Hope everything's going bettter for you.
I'm off to Nicaragua this week. Maybe I'll try and call after you get back....
|Posted on Tuesday, September 26, 2006 - 07:11 pm: |
Hey, Lucius! Always great to hear from you. Have a wonderful, safe trip down to Nicaragua.
Life is pretty much in flux right now. I've been improving with my sales skills (have four cars out so far for September), but the big question is, can I improve fast enough to keep my monthly income from plunging off a cliff once my guaranteed draw is up in mid-November? More and more, as much as I'd like to make a go of this, I'm realizing it is likely unwise to gamble my family's savings on this big IF. I have a deadline of the end of this month to go back to my old job full-time (I've been doing it part-time for the past two months). It's looking more and more like I'm going to do that, even though I hate the thought of going back there. But the difference in health insurance costs is immense, particularly with Dara's delivery coming up this December, and the money at the State, while certainly not enough to keep me from bleeding red ink, is at least guaranteed. Most likely, I'll stick with the State job for six months while looking for a Federal job (Fed jobs pay much, much better). However, finding a Fed job most likely means leaving New Orleans. So there you go. Life in flux.
At least we're holding up well as a family. Dara and I are both pretty exhausted, but we've managed to stay in good spirits, and our boys are doing great.
Heck, at least the Saints WHOMPED the Falcons last night!!!
My agent tells me, after her stopover at WorldCon, that hardly any publishing houses are buying anything from anybody right now. I've got one finished novel and a solid proposal for an unfinished book out there now. How have things on that end been for you???
|Posted on Tuesday, September 26, 2006 - 08:00 pm: |
That's right -- they killed the Saints.
Sorry to hear things aren't going so well, but glad to hear that dara and you are well.
Publishing goes well. I have that big vanpire novel with Berkely and and am currently about to embark on doing somethin with Dark Horse, so I'm keeping busy.
Keep the faith, man. Talk when I get back.
|Posted on Tuesday, October 03, 2006 - 09:00 am: |
"Dara's delivery?" Is she expecting again? If so, congratulations!!!

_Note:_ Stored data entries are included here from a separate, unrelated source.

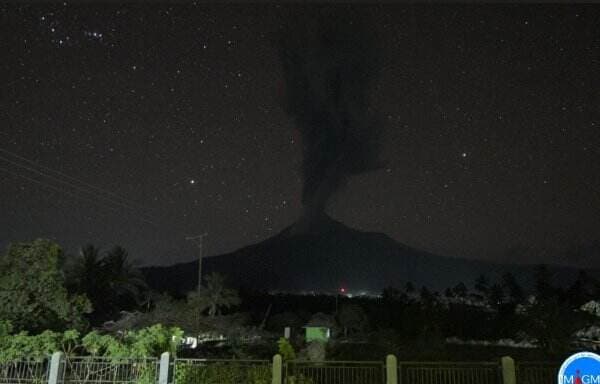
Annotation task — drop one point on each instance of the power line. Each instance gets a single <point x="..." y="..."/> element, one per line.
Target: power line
<point x="128" y="201"/>
<point x="69" y="193"/>
<point x="76" y="187"/>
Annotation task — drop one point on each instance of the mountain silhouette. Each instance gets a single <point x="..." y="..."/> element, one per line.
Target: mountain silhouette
<point x="324" y="255"/>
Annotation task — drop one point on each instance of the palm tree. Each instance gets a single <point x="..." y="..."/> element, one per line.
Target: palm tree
<point x="85" y="275"/>
<point x="217" y="295"/>
<point x="110" y="281"/>
<point x="124" y="280"/>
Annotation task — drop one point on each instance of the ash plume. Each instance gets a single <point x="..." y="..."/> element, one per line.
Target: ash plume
<point x="328" y="61"/>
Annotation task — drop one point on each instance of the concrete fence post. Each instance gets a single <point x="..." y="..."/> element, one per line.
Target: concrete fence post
<point x="56" y="368"/>
<point x="509" y="375"/>
<point x="163" y="372"/>
<point x="277" y="370"/>
<point x="391" y="370"/>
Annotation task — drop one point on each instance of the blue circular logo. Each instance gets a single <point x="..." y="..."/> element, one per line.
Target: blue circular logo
<point x="581" y="368"/>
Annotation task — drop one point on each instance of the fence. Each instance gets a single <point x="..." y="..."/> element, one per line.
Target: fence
<point x="87" y="370"/>
<point x="536" y="373"/>
<point x="449" y="372"/>
<point x="335" y="372"/>
<point x="24" y="372"/>
<point x="201" y="371"/>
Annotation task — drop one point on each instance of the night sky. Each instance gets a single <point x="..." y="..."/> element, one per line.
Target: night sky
<point x="172" y="117"/>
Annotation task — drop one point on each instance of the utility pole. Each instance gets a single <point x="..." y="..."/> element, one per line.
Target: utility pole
<point x="198" y="240"/>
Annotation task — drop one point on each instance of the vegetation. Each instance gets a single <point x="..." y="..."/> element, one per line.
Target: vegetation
<point x="33" y="296"/>
<point x="110" y="281"/>
<point x="143" y="343"/>
<point x="44" y="305"/>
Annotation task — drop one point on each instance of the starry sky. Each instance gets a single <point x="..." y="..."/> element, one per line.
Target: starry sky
<point x="142" y="125"/>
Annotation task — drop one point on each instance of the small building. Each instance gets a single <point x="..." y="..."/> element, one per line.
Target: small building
<point x="321" y="334"/>
<point x="319" y="328"/>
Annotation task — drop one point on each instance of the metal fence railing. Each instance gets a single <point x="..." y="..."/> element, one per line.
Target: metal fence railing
<point x="334" y="372"/>
<point x="537" y="372"/>
<point x="449" y="372"/>
<point x="88" y="370"/>
<point x="215" y="371"/>
<point x="100" y="370"/>
<point x="24" y="372"/>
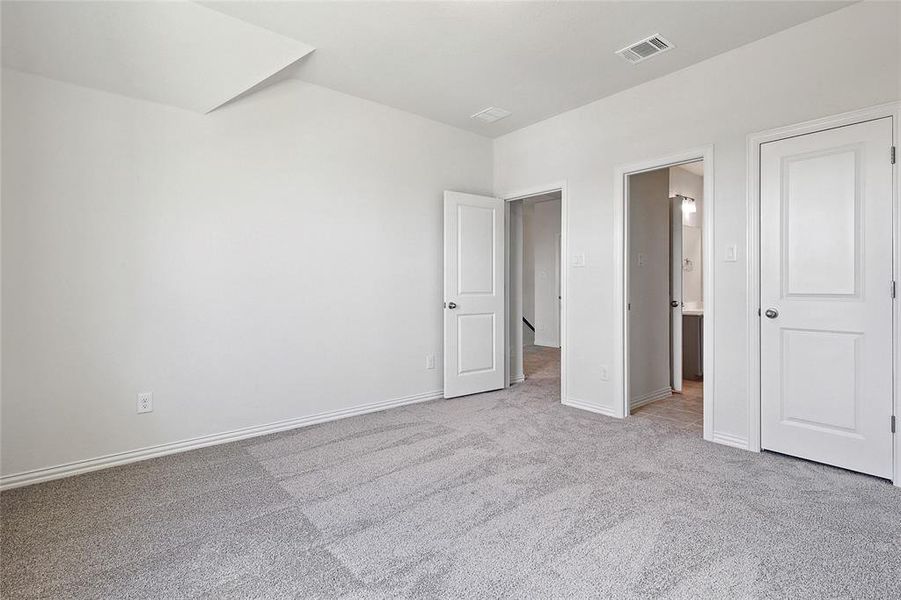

I'm sorry to hear the car sales aren't going as well as you'd hoped. (I've only found one person to give your card to, so maybe it's just a slow time for car sales overall.)
If you do end up looking for a federal job, the Job and Career Information section of my webliography lists three different sites where you can search for federal job openings:
Happy hunting (if you decide to hunt).
|Posted on Tuesday, October 10, 2006 - 07:50 pm: |
Sorry it's taken me this long to write you a return note. Yes, indeed, Dara and I are expecting once again. Our third little boy, due on Christmas Eve. However, if Judah follows Levi's and Asher's trajectories, he'll arrive much closer to Thanksgiving.
I've given up the ghost on Saturn sales, at least for the time being. As I'll explain in greater detail in a post on another thread, I was getting a lot better there towards the end, but the comparative cost of health insurance and out-of-pocket expenses connected with the baby's delivery pretty much forced me to go back to the State. This is a temporary retrograde move, however, as I'm now simply back in the same financial fix I was in three months ago -- bleeding out, but more slowly than I would've had I stuck it out at Saturn.
So, now it's on to The Next Thing, whatever The Next Thing proves to be.